Additional data from Phase 3 CEPHEUS study explore the benefits of DARZALEX FASPRO in transplant-ineligible patients across cytogenetic risk status

The post-hoc analysis of the Phase 3 CEPHEUS study focused exclusively on transplant-ineligible patients, reinforcing that adding DARZALEX FASPRO to VRd significantly deepens response and prolongs PFS compared to VRd alone, even in patients who are older and considered frail by the Myeloma Geriatric Assessment score.

At a median follow-up of 58.7 months, patients receiving D-VRd achieved markedly higher overall MRD negativity rates at the 10⁻⁵ sensitivity threshold with 60.4 percent versus 39.3 percent with VRd (OR 2.37; 95 percent CI, 1.47–3.80; P=0.0004). Furthermore, treatment with D-VRd resulted in high MRD-negativity rates at the 10⁻⁶ threshold (no cancer cells detected within 1,000,000 bone marrow cells) with 45.8 percent compared to 26.9 percent with VRd (OR 2.28; 95 percent CI, 1.40–3.73; P=0.0010). These deeper responses translated into improved long-term outcomes, with 69 percent of patients remaining progression free at 54-months when treated with D-VRd versus 48.0 percent with VRd (hazard ratio [HR] 0.51; 95 percent CI, 0.35–0.74). Overall survival (OS) numerically favored D-VRd (HR 0.66; 95 percent CI, 0.42–1.03), with an even greater benefit observed after censoring for COVID-19-related deaths (HR 0.55; 95 percent CI, 0.34–0.90).2

Additional data presented at ASCO (Free ASCO Whitepaper) included a subgroup analysis of the CEPHEUS trial for both transplant-ineligible and deferred NDMM patients who were considered high-risk for cytogenetic abnormalities (Abstract #7529). At a median follow-up of 58.7 months, overall MRD negativity rate was improved for patients with standard risk in D-VRd versus VRd. Rates by treatment arm in patients at high risk were comparable.3

"Across multiple studies, the growing body of data on DARZALEX-based regimens indicates impressive, deep responses and meaningful progression-free survival in patients with newly diagnosed multiple myeloma, including high risk," Jordan Schecter, MD, Vice President, Disease Area Leader, Multiple Myeloma, Johnson & Johnson Innovative Medicine. "These consistent results across patient populations, regardless of transplant eligibility, reinforce the role of DARZALEX FASPRO as a cornerstone of frontline therapy."

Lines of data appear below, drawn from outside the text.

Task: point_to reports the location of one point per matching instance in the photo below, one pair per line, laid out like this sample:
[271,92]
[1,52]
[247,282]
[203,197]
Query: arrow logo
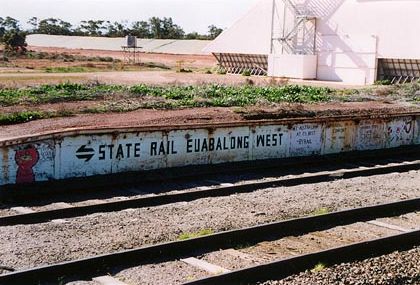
[85,153]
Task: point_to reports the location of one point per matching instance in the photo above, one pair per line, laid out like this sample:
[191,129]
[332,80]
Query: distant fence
[193,47]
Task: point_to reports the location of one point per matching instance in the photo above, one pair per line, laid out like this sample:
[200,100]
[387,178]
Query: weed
[246,72]
[383,82]
[204,232]
[185,70]
[319,267]
[21,117]
[320,211]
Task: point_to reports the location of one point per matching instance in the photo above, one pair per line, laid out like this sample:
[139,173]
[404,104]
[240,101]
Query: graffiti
[399,133]
[26,159]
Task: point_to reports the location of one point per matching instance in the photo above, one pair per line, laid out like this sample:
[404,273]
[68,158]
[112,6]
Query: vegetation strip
[280,269]
[102,264]
[70,212]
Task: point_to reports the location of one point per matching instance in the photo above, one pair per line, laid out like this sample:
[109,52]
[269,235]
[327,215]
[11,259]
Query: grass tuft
[204,232]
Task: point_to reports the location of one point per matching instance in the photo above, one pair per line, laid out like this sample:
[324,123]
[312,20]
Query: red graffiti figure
[26,159]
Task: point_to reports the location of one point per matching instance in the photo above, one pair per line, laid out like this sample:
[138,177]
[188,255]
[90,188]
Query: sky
[191,15]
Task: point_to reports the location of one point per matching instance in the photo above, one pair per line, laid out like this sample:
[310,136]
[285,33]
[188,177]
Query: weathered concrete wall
[99,153]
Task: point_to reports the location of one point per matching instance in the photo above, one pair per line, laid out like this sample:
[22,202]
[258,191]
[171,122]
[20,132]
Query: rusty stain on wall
[99,153]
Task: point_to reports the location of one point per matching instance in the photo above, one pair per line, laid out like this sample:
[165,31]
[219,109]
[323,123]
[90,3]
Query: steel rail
[45,216]
[102,264]
[283,268]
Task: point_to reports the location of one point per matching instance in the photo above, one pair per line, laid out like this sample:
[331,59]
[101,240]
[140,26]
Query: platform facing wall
[70,156]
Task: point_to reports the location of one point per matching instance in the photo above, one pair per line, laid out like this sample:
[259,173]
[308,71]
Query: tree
[8,24]
[116,29]
[52,26]
[15,41]
[214,32]
[141,29]
[34,23]
[92,27]
[165,29]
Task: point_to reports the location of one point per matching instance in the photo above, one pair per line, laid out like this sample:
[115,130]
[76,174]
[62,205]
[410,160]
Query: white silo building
[352,41]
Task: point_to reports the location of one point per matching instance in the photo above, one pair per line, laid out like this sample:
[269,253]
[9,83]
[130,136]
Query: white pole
[272,26]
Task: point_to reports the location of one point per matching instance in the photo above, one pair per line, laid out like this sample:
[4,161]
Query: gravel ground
[397,268]
[27,246]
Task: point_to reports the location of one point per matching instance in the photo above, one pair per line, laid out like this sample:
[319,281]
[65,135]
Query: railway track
[29,216]
[347,235]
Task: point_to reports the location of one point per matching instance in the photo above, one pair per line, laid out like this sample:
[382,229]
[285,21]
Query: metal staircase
[299,38]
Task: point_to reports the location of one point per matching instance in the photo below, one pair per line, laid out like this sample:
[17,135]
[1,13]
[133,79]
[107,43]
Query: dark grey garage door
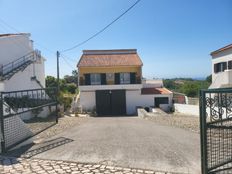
[161,100]
[111,102]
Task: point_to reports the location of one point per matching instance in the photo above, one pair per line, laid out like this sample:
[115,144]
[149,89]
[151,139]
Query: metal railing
[216,130]
[26,113]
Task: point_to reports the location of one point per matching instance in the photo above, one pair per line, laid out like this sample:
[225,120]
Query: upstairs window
[124,78]
[230,64]
[220,67]
[95,79]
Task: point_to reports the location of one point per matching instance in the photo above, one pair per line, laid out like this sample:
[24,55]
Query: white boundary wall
[187,109]
[133,100]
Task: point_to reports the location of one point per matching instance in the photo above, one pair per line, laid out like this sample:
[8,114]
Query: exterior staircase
[8,70]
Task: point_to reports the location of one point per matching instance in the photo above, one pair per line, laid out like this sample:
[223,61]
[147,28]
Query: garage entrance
[160,100]
[111,102]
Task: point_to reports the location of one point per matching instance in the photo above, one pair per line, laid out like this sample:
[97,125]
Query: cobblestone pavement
[11,165]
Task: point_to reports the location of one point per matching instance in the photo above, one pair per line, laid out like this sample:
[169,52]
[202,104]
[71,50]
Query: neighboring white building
[222,67]
[21,67]
[110,82]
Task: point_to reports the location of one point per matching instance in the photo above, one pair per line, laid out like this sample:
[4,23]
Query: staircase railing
[30,57]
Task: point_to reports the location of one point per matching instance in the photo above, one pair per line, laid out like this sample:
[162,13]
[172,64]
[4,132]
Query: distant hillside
[188,86]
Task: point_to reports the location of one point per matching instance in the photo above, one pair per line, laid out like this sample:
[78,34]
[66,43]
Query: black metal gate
[216,130]
[111,102]
[26,113]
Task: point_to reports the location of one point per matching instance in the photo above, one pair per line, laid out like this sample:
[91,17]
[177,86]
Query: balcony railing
[82,82]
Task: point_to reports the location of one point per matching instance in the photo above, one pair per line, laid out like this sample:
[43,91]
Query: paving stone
[39,166]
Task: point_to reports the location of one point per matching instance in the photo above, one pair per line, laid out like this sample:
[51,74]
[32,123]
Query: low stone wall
[187,109]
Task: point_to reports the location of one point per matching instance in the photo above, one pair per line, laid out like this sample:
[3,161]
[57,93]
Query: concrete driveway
[130,142]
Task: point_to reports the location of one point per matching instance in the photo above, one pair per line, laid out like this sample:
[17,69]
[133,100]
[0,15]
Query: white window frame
[124,78]
[95,79]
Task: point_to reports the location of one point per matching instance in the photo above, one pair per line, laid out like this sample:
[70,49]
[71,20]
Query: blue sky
[173,37]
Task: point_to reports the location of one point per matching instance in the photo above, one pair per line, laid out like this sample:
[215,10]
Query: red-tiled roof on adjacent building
[221,49]
[145,91]
[102,58]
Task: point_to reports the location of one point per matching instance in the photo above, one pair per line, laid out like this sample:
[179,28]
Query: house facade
[21,66]
[110,83]
[222,67]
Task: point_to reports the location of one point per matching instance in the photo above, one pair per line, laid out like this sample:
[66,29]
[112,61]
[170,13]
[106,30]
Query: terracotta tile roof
[221,49]
[93,58]
[145,91]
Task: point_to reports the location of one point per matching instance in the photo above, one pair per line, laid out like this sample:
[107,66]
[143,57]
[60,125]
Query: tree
[209,78]
[51,81]
[190,89]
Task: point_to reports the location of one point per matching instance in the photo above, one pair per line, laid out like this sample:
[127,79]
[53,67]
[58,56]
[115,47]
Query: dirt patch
[63,124]
[190,123]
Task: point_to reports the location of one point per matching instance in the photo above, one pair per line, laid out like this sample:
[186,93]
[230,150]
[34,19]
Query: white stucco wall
[87,100]
[22,79]
[187,109]
[14,47]
[221,78]
[134,99]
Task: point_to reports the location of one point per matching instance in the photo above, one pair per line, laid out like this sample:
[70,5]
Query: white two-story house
[110,83]
[222,67]
[21,66]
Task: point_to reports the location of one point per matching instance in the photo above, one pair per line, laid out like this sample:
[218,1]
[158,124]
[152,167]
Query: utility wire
[103,29]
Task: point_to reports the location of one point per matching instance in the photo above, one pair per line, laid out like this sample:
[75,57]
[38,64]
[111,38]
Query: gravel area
[63,124]
[189,122]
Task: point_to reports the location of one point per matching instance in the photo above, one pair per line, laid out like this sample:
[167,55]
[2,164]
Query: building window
[95,79]
[124,78]
[220,67]
[230,64]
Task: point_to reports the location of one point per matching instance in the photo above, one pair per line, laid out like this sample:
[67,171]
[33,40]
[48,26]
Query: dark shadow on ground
[30,150]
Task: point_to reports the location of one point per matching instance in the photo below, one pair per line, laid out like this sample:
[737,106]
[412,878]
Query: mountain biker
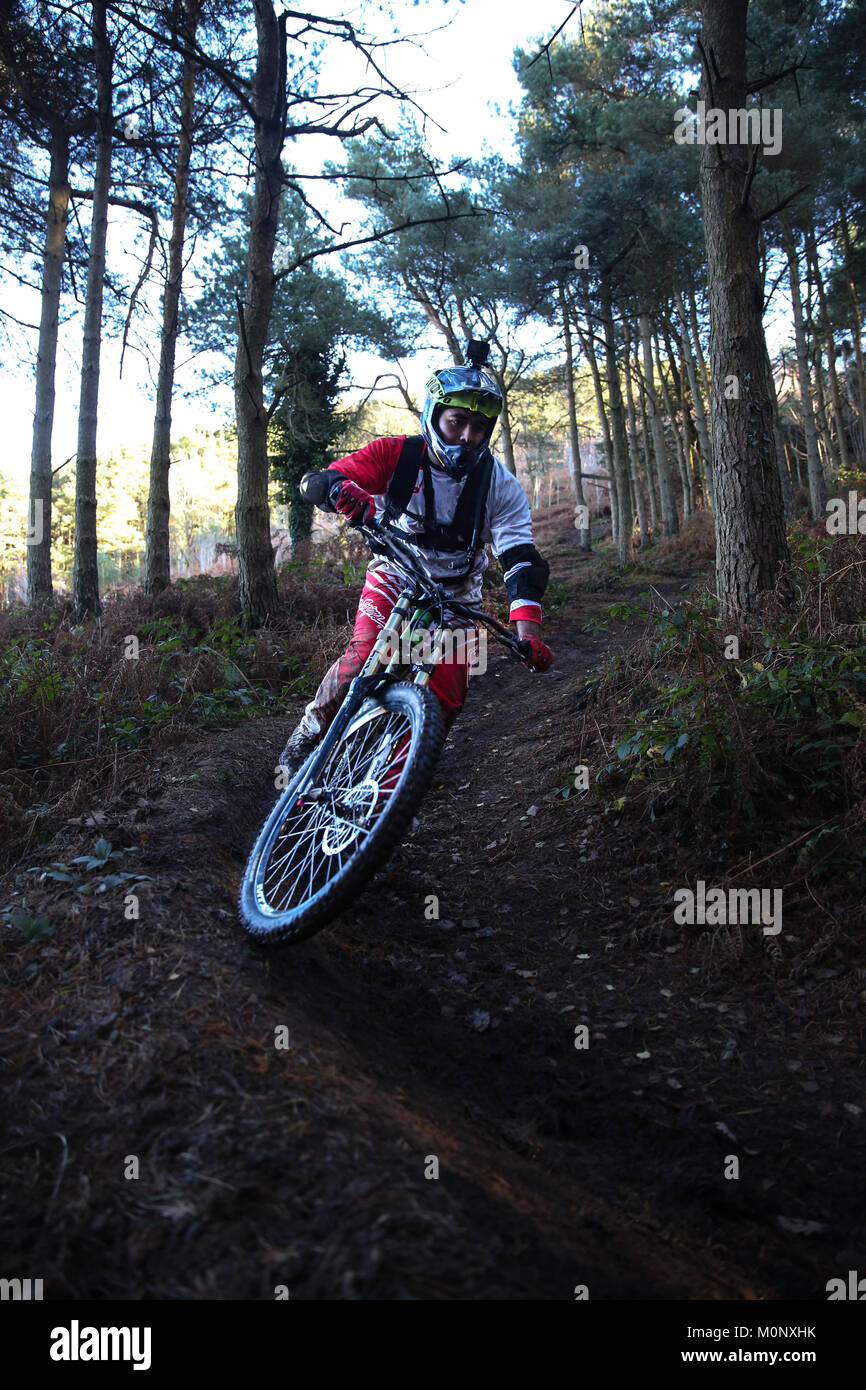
[449,496]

In the PERSEUS and CEPHEUS studies, the safety profiles were consistent with the known safety profile for DARZALEX FASPRO.

About the PERSEUS Study
The PERSEUS study is being conducted in collaboration with the European Myeloma Network as the sponsor. PERSEUS is an ongoing, randomized, open-label, Phase 3 study comparing the efficacy and safety of D-VRd during induction and consolidation versus VRd during induction and consolidation in patients with NDMM eligible for ASCT. Following consolidation, patients received an investigational treatment regimen for maintenance that included DARZALEX FASPRO in combination with lenalidomide or lenalidomide alone. The trial was not designed to isolate the effect of DARZALEX FASPRO in the maintenance phase of treatment. The efficacy of DARZALEX FASPRO in combination with lenalidomide for maintenance has not been established. The primary endpoint is PFS, and secondary endpoints include overall CR or better rate, and overall MRD-negativity (in patients with CR or better). The median age is 61.0 (range, 32-70) years for patients in the D-VRd arm and 59.0 (range, 31-70) years for patients in the VRd arm.2 The study is being conducted in 14 countries in Europe and Australia.

About the CEPHEUS Study
CEPHEUS (NCT03652064) is an ongoing, multicenter, randomized, open-label, Phase 3 study comparing the efficacy and safety of D-VRd versus VRd in patients with newly diagnosed multiple myeloma who are transplant-ineligible or for whom transplant is not intended as initial therapy. Primary endpoint is overall MRD negativity rate at 10-5 sensitivity threshold. Secondary endpoints include CR or better rates, PFS, sustained MRD negativity rates for ≥12 months, MRD-negative rate at one year, overall response rates, time to and duration of response, PFS on next line of therapy, overall survival and safety. The trial has enrolled 396 patients in 13 countries.

About Multiple Myeloma
Multiple myeloma (MM) is a blood cancer that affects a type of white blood cell called plasma cells, which are found in the bone marrow.4 In multiple myeloma, these malignant plasma cells proliferate and replace normal cells in the bone marrow.5 Multiple myeloma is the second most common blood cancer worldwide and remains an incurable disease.6 In 2024, it is estimated that more than 35,000 people will be diagnosed with multiple myeloma in the U.S. and more than 12,000 will die from the disease.7 People with multiple myeloma have a 5-year survival rate of 59.8 percent. While some people diagnosed with multiple myeloma initially have no symptoms, most patients are diagnosed due to symptoms that can include bone fracture or pain, low red blood cell counts, tiredness, high calcium levels, kidney problems or infections.8,9

About DARZALEX FASPRO and DARZALEX
DARZALEX FASPRO (daratumumab and hyaluronidase-fihj) received U.S. FDA approval in May 2020 and is approved for nine indications in MM, four of which are for frontline treatment in newly diagnosed patients who are transplant-eligible or ineligible.3,6 It is the only subcutaneous CD38-directed antibody approved to treat patients with MM. DARZALEX FASPRO is co-formulated with recombinant human hyaluronidase PH20, Halozyme’s ENHANZE drug delivery technology.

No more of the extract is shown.